New Zealand companies that commit corporate manslaughter should face the possibility of being sued, according to a commercial law expert.

Professor Susan Watson, University of Auckland Business School, believes that New Zealand should consider adopting the model that exists in other countries where companies can be sued for personal injury.

“New Zealand’s ACC is unique – it’s what differentiates us from the rest of the world. But perhaps it also doesn’t incentivise companies to work hard enough to ensure workplace safety is strictly adhered to,” she commented.

Watson is conducting a study on workplace safety and has found, in her preliminary research, that New Zealand has very high serious injury statistics and around double the rate of workplace fatalities as Australia.

She believes that New Zealand’s Accident Compensation Corporation system, which prevents people from suing companies, has created a corporate environment in which penalties are too feeble and individuals are not held accountable. If companies could be sued, it might spur them to take greater responsibility for workplace safety.

“Heavier fines and the chance of being sued might just be the economic incentive they need to get our statistics trending downwards,” Watson said.

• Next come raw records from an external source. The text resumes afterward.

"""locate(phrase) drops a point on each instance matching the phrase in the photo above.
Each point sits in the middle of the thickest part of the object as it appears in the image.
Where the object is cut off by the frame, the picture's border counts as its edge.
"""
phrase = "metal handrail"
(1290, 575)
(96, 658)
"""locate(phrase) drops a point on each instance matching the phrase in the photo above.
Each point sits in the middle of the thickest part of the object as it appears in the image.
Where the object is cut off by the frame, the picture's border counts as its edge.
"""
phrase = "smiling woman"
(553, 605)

In the current environment, in which no one is blamed and fines are low, the inducements to improve workplace safety are insufficient. “The corporate entity itself has no conscience, no matter what individuals within the corporation think. When workplace tragedies happen and organisational fault is apportioned, there’s no reason for corporations to improve safety levels because they can’t be sued under New Zealand law for personal injury, and the monetary penalties for health and safety breaches are small,” Watson argued.